(Reuters) - A final report into fraud allegations at Sino-Forest Corp left many questions unanswered, with scant new detail on the value of its timber holdings or its opaque ties with suppliers.
The report by an internal committee, released late on Tuesday, is unlikely to pacify investors, who have been clamoring for answers since June, when short-seller Carson Block and his Muddy Waters firm likened the Canadian-listed Sino-Forest to a “ponzi scheme” and accused it of inflating the size of its Chinese forestry assets.
Regulators and law enforcement officials are investigating the company, which denies the allegations. Sino-Forest said in November that preliminary evidence from its internal probe had found no evidence of fraud.
In its final report, the committee admitted it has failed to answer all the questions on the company’s business practices in China, including ones about related-party transactions and the valuation of its forestry holdings.

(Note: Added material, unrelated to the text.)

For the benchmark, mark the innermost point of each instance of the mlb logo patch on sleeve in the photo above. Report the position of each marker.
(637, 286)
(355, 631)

“I don’t think the report addresses most of the issues highlighted in the last one and restores investors’ confidence, it looks like it’s just trying to meet the deadline,” said Annisa Lee, Asia credit analyst at Nomura in Hong Kong.
“The valuation of the assets has not been done, which is one of the key things because this is crucial to determine the valuation of the company.”
Sino-Forest shares fell more than 70 percent in the two days after the Muddy Waters report, and trade in the stock was halted in August. Canada’s top securities regulator recently extended the cease trade order to April 16.
In a highly technical 13-page report, the panel of lawyers and auditors said it had not been able to assess whether Sino-Forest had a proper “arm’s length” relationship with the owners of land on which it had contractual rights over the timber and businesses to whom it sold its wood.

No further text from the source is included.